Relative intensities of fine-structure components in an alkali

[hicetnunc]

Homework Statement

An emission line in the spectrum of an alkali has three fine-structure components corresponding to the transitions $^2\text{P}_{3/2} - ^2\text{D}_{3/2}$, $^2\text{P}_{3/2} - ^2\text{D}_{5/2}$ and $^2\text{P}_{1/2} - ^2\text{D}_{3/2}$. These components have intensities $a$, $b$ and $c$, respectively, that are in the ratio $1:9:5$. Show that these satisfy the rule that the sum of the intensities of the transitions to, or from, a given level is proportional to its statistical weight ($2J+1$).

Relevant Equations

None.

Hi. I'm really stuck with this problem and would appreciate some help.

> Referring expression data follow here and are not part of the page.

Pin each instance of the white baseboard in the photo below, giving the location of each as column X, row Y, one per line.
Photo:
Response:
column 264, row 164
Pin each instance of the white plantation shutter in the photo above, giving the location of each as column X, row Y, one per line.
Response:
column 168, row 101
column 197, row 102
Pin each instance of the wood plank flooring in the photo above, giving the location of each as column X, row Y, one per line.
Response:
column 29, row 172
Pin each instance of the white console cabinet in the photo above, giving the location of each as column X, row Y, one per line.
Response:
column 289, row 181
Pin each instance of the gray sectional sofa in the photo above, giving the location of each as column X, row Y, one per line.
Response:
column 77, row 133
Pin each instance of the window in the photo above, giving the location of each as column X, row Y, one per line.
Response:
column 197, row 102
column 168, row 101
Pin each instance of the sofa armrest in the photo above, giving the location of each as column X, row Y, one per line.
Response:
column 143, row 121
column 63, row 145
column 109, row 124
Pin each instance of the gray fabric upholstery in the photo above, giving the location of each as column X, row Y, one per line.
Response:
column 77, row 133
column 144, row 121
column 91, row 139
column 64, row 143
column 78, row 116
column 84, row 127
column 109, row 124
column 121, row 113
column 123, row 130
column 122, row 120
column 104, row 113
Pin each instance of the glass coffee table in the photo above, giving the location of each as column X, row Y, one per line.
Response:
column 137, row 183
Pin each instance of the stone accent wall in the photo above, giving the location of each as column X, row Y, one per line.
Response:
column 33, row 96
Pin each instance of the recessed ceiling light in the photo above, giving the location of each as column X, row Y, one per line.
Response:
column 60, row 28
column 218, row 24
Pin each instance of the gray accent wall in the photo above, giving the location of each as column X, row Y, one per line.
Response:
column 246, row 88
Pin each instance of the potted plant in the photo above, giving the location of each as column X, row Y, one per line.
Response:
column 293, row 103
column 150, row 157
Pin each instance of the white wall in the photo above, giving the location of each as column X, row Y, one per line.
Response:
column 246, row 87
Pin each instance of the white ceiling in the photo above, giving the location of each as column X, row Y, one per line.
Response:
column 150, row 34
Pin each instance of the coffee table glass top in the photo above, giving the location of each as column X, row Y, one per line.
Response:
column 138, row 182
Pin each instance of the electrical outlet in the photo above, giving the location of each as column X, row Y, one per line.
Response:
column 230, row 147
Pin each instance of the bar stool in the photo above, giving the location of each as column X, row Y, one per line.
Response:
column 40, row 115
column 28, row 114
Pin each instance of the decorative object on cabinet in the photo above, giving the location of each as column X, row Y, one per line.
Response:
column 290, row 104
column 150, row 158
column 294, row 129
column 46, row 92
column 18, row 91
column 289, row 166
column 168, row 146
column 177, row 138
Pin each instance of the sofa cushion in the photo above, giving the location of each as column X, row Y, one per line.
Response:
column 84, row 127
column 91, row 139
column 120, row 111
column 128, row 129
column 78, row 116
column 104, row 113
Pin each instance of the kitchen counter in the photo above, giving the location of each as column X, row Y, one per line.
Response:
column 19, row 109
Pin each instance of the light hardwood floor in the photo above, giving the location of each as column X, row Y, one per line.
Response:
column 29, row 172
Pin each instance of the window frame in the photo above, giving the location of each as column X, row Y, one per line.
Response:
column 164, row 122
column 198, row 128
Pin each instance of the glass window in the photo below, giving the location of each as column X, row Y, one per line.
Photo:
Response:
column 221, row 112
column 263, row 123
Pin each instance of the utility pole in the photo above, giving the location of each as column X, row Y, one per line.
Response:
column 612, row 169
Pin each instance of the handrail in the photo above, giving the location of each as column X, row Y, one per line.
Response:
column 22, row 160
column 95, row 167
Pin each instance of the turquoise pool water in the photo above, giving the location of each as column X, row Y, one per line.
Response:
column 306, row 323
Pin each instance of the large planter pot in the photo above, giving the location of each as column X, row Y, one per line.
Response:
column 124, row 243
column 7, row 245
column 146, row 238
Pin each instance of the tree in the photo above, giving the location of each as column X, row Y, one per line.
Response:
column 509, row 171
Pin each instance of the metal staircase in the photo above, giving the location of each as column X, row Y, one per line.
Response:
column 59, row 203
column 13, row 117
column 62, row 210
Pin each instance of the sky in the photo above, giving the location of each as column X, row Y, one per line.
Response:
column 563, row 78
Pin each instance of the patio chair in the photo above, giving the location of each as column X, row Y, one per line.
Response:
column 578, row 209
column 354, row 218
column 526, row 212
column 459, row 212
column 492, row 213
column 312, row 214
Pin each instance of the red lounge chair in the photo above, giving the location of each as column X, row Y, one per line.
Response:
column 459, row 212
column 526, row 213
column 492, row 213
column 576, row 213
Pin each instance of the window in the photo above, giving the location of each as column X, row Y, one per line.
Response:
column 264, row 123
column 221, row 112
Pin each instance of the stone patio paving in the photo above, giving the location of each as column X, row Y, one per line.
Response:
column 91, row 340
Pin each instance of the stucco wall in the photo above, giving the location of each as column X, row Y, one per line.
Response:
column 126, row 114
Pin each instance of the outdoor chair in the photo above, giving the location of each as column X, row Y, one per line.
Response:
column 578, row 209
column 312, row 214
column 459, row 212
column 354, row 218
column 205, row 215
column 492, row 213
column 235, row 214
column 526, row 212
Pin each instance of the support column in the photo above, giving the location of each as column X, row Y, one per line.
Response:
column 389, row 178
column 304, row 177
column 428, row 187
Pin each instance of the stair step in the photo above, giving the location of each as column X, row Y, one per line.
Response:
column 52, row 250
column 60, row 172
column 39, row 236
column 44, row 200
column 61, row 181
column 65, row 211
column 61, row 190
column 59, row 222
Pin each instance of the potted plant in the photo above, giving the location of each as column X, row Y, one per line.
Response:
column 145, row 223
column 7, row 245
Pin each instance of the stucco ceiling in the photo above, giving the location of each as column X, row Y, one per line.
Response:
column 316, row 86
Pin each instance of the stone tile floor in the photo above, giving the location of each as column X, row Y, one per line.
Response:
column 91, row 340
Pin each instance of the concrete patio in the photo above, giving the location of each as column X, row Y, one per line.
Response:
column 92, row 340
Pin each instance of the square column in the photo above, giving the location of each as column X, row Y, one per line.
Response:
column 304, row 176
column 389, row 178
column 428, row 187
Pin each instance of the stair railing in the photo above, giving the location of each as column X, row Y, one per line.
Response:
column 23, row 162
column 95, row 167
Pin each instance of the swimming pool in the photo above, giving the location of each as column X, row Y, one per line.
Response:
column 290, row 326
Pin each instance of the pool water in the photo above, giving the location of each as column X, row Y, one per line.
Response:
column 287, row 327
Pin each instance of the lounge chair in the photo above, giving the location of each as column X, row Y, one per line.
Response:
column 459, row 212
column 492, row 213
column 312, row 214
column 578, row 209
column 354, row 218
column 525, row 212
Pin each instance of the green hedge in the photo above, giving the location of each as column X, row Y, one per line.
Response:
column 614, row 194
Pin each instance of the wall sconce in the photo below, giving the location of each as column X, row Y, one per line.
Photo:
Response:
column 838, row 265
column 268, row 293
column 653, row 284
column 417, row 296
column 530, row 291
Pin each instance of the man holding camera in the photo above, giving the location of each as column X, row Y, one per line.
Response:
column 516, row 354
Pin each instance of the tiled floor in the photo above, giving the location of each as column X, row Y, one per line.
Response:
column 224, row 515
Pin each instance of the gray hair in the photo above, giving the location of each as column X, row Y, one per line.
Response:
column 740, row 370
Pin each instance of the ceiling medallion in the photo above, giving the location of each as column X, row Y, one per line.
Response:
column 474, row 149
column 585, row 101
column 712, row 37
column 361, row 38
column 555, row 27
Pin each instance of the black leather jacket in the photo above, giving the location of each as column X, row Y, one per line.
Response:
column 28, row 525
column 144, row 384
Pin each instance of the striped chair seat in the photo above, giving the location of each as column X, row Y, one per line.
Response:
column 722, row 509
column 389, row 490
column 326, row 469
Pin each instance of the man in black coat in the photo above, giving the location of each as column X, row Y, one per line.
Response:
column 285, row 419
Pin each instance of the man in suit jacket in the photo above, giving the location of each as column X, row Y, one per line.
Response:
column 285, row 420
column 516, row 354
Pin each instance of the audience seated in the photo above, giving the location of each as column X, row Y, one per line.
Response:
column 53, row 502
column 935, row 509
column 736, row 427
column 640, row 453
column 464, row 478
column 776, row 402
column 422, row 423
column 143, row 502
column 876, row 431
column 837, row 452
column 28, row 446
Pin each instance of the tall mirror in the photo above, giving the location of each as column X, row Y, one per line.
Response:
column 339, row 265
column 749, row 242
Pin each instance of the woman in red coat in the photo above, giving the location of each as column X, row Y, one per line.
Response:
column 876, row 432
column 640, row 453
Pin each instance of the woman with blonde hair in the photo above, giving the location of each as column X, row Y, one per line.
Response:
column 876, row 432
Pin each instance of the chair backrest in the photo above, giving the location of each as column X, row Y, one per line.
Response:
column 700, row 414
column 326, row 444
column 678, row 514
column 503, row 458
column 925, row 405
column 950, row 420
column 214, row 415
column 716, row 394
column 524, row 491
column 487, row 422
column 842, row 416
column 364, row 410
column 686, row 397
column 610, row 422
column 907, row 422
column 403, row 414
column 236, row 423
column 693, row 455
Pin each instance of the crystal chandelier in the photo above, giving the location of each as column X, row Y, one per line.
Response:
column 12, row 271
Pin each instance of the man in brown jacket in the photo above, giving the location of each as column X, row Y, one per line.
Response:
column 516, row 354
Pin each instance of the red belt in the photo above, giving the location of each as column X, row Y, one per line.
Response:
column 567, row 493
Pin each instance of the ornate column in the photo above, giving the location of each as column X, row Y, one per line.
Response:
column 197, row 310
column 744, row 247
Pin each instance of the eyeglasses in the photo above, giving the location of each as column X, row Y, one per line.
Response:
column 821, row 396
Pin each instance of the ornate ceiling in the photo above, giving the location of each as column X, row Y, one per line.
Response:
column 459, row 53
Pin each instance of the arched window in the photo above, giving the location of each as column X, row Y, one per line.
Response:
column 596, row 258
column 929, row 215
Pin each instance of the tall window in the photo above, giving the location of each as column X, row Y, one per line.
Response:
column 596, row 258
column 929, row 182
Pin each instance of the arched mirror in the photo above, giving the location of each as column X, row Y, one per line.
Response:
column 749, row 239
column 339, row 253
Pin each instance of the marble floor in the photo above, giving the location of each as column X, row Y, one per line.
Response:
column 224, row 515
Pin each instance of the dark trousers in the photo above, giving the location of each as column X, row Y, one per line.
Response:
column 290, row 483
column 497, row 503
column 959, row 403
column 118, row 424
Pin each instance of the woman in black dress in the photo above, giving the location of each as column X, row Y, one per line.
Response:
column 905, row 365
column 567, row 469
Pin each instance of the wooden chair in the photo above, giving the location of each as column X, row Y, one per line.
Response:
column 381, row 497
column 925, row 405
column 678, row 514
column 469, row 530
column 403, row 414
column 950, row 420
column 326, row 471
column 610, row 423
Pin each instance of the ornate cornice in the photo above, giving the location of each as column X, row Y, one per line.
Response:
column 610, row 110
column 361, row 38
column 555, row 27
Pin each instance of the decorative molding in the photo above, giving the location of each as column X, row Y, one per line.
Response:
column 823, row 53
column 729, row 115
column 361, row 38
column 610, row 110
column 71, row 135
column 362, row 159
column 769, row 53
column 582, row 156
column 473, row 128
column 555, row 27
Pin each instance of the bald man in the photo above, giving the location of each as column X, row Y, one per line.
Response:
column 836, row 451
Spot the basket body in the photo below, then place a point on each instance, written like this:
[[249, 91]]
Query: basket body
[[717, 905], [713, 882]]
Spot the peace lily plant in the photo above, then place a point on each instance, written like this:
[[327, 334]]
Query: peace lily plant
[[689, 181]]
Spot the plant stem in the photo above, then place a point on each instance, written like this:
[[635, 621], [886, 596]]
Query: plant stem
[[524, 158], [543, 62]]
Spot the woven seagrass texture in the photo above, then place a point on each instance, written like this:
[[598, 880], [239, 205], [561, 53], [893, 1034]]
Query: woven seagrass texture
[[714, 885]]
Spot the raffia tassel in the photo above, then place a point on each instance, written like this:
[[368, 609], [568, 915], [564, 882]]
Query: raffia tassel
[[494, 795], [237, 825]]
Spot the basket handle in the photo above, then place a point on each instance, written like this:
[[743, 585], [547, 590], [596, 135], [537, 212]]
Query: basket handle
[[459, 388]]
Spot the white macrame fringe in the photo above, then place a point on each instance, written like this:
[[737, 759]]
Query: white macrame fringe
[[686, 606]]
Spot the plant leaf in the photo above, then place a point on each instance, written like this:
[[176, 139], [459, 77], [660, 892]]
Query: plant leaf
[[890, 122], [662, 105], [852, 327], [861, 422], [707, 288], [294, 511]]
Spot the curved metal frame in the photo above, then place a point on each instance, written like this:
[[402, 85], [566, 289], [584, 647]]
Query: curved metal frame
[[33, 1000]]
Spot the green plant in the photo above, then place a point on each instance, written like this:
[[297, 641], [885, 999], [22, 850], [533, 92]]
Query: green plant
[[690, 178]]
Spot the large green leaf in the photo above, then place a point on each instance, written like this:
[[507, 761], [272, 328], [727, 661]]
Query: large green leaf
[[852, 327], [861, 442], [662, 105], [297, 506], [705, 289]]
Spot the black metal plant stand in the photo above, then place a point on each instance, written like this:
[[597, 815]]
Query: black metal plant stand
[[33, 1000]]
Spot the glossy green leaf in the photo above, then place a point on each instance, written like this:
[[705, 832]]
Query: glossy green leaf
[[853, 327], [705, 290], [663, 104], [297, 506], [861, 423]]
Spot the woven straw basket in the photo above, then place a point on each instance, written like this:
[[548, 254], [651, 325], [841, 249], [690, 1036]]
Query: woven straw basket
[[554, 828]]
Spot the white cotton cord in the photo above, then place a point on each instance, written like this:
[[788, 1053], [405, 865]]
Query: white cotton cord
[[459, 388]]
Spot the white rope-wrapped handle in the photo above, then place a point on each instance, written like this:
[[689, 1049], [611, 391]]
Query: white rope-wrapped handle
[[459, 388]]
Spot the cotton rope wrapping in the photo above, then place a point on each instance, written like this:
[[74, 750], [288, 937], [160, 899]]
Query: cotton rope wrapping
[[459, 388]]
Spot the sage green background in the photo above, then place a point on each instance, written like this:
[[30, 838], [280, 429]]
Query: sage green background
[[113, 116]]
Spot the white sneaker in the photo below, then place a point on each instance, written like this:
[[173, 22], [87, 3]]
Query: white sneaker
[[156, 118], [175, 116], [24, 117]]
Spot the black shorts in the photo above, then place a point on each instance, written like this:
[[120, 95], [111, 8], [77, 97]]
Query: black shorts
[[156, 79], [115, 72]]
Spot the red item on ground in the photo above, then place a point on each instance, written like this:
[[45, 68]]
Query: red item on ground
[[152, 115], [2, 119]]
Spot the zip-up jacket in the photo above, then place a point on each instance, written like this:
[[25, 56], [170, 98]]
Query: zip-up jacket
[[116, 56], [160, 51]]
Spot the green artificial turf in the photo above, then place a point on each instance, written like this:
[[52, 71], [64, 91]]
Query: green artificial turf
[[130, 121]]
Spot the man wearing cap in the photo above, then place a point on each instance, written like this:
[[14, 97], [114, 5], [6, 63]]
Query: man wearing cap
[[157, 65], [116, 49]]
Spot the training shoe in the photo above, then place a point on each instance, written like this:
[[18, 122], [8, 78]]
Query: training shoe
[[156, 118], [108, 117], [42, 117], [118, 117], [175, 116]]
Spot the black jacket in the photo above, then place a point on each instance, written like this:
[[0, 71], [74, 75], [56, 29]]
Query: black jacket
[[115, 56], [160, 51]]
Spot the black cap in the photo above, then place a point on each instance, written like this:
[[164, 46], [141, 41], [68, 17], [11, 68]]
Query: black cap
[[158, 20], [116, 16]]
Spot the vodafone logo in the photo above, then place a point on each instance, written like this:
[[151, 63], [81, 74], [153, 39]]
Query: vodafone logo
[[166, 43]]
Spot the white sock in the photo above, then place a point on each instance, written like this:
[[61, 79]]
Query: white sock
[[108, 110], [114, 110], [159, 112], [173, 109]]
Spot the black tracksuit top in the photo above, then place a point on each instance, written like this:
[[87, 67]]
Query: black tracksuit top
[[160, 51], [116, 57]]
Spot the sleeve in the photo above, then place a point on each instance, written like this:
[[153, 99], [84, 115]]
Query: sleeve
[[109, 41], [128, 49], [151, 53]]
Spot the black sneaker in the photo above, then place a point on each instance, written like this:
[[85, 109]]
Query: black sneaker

For example, if i take the total intensity from the $^2\text{P}_{3/2}$ level, i get $a+b$. Since $b$ is 9 times larger than $a$, i get that the total intensity is $10a$. This should then be proportional to the statistical weight $2J+1=4$, so $10a = 4q$, where $q$ is a proportionality constant. Then $q=2.5a$. But if I then consider the $^2\text{D}_{3/2}$ level, I get that its total intensity is $a+c=6a$ and has statistical weight 4. Then the proportionality constant would be $q=\frac{6a}{4}=1.5a$. This doesn't seem right since I get different proportionality constants.

How should I handle this problem?

 

[mjc123]

You can only compare the P levels with each other, or the D levels with each other, not P with D. This works if you consider that for the P levels, (a+b):c =10:5 = 4:2, while for the D levels b:(a+c) = 9:6 = 6:4. But the total number of states in the P and D levels are different (6 and 10 respectively), so the proportionality constants must be different.

However, you can do it if you normalise the statistical weights so that their sum for the P or D levels is 1. So the weight for ²P_1/2 = 2/(2+4) = 1/3, for ²P_3/2 is 2/3, ²D_3/2 2/5, and ²D_5/2 3/5. Then you get q = 15a for both P and D.

 

[hicetnunc]

Alright, that cleared it up! Thanks a lot!